If the moniker was true, though, then it was at least a hint. Waging war directly on the Primordials. And perhaps beyond them, even. Looking to dismantle the mechanisms that sustained them and kept creating new ones.

But knowing Osgar, that might've just been a secondary objective. Or an accident, even. Prior to leaving, the man had seemed so tired of this world. Of all the loss and haunting memories, no doubt.

It hadn't made much sense to Sermung at the time, but now? Now, he understood. Only too well. Perhaps Osgar had found a way to start anew, out there in higher realms. Perhaps he was living it up, having a grand old time.

That would also be just like him.

And the terrible truth of it, the thing he'd been struggling not to dwell on too much, was that he'd been considering doing the same for years now. Decades. Perhaps a full century, even. It was hard to judge when the idea had first taken root in his mind.

But he couldn't just leave like that, of course. That's not what Osgar did. Osgar left a successor behind. A clear pick. In a world that wasn't locked in such a long-running stalemate.

It wouldn't be the same. There were too many problems to take care of.

But there always were. There always would be. Perhaps they would simply never go down in number again. Especially if he kept neglecting this middle realm. Wasn't that only making the issue worse?

Agh. No, no, no. There were larger concerns. You knew that. Stop raking yourself over the coals.

What larger concerns?

Hmm?

Oh.

The child. Hector. You picked up on that, eh?

Yeah, I did. What larger concerns?

Sermung paused. Hesitated. All that processes, for once, converged and fell quiet as he deliberated over whether or not he should answer that question. Over the incredibly tempting prospect of it. Over the knowledge that he almost certainly shouldn't.

Wednesday, July 15, 2026

Next page on the 18th

Thanks for reading, everybody.

Tuesday, July 14, 2026

Page 4127 -- CCCXXVII.

It just felt so annoying, though, because it didn't even feel like Sermung was guarding himself. Maybe that was the whole trick of it. A deceptively relaxed defense. Perhaps that part of his aura normally helped to put people at ease, letting them feel like this man had no secrets--like he was already an old friend, ready to share everything with them.

Yeah. That was it. That was what was bothering him, Hector realized. The effortlessness of this incredible aura. It kept adapting. Remolding itself.
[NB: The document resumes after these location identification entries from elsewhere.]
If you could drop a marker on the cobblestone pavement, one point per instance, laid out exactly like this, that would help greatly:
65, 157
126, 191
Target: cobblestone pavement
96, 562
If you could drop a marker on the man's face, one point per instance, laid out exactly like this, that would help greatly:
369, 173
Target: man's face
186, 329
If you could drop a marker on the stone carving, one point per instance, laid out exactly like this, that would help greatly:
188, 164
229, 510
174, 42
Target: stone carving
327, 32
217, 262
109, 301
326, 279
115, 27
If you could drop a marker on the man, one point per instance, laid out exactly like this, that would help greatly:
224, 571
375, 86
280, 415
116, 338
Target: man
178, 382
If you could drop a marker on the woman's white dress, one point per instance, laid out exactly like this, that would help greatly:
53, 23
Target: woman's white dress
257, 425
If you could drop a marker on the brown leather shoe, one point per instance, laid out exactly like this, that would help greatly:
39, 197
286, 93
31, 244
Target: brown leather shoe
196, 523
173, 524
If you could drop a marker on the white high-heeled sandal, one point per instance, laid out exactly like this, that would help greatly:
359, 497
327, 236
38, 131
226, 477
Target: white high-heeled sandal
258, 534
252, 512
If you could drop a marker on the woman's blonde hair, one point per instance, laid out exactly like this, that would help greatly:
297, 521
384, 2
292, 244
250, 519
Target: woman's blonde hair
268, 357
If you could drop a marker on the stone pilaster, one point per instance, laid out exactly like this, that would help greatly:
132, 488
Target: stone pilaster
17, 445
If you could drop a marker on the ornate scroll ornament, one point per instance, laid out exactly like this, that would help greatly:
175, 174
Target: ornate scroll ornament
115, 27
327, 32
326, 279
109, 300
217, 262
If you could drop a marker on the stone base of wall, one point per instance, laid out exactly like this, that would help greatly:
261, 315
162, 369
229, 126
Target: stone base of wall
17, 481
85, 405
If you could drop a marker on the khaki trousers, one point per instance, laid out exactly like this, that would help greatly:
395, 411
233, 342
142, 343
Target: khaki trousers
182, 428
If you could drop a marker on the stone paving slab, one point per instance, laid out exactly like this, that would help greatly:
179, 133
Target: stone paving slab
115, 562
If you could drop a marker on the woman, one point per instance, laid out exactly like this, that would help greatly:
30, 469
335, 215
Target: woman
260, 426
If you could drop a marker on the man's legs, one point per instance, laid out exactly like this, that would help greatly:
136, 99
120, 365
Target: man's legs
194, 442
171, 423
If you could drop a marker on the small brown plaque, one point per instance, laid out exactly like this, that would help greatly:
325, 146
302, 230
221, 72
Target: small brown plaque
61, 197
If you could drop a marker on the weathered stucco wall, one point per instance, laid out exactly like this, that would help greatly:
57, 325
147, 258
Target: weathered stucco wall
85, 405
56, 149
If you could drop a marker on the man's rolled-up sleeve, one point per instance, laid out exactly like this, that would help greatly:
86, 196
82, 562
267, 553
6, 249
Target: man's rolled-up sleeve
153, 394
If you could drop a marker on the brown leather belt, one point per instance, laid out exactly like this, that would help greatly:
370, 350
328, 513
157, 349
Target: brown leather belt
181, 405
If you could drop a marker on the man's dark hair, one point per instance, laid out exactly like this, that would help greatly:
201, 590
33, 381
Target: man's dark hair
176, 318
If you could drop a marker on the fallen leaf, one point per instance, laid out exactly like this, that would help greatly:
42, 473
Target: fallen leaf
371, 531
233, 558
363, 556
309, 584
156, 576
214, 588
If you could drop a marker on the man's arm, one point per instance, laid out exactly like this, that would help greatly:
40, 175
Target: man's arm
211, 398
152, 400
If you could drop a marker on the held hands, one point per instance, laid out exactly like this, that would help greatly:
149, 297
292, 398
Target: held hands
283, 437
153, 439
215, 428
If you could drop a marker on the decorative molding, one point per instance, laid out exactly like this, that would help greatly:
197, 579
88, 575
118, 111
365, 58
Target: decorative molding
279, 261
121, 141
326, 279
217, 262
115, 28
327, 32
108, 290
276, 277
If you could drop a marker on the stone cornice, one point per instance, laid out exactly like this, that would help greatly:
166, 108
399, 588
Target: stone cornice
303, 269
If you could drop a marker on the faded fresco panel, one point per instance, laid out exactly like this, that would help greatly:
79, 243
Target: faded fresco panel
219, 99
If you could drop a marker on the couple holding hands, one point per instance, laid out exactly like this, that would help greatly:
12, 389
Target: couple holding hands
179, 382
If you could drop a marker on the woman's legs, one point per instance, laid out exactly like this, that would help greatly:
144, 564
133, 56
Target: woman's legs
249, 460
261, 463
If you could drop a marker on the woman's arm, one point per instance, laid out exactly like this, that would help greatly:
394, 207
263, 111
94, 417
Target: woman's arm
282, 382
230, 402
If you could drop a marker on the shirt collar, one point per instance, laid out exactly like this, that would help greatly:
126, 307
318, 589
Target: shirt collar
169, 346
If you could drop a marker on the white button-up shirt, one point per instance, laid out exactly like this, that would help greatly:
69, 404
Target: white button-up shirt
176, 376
Where before it was overwhelming, now it was so laidback and disarming.

And Hector was determined not to be taken in by it.

Even if it meant having to do something very stupid, right now.


Chapter Three Hundred Twenty-Seven: 'The Titan's animosity...'
Click to display entire chapter at once -- (mobile link)

How had things ended up like this? He truly was desperate for any distraction at all, wasn't he? The slightest whiff of nostalgia was enough to send him reeling into the past, reliving countless memories in some self-indulgent obsession.

Pathetic. Pathetic and miserable.

And now he'd dragged this innocent young one into his indolent angst, too. Agh. He hadn't felt like such a fool in quite a long time.

But perhaps this, too, was the illusive hand of fate at work. Hector here certainly didn't seem to believe in such things, but in a strange way, that was only making Sermung even more convinced that it might genuinely be true. And even more than that, it was a much needed reminder that destiny was not always and in all regards tragic.

It was so easy to become overly concerned with the fall, wasn't it? The descent into madness, destruction, and death. Of course.

But for there to come a fall, there must first come a rise, no?

And such things could be quite beautiful, indeed. Sermung had seen those, too, over the centuries. As had Tenebrach, naturally.

A thing to be admired, surely. A future to look forward to. Even if it, too, must one day fade.

Such was what these children represented. These "playthings of the gods." He'd been one himself, once upon a time.

A silly notion in retrospect. Nearly to the point of complete absurdity. He couldn't help wondering what Osgar would think of him now. He couldn't help wondering how Osgar might have changed, too.

The Godslayer.

That moniker was certainly suggestive enough of some transformation undertaken, some new height reached, and yet... somehow, it also felt entirely fitting for Osgar. Like it had always belonged to him.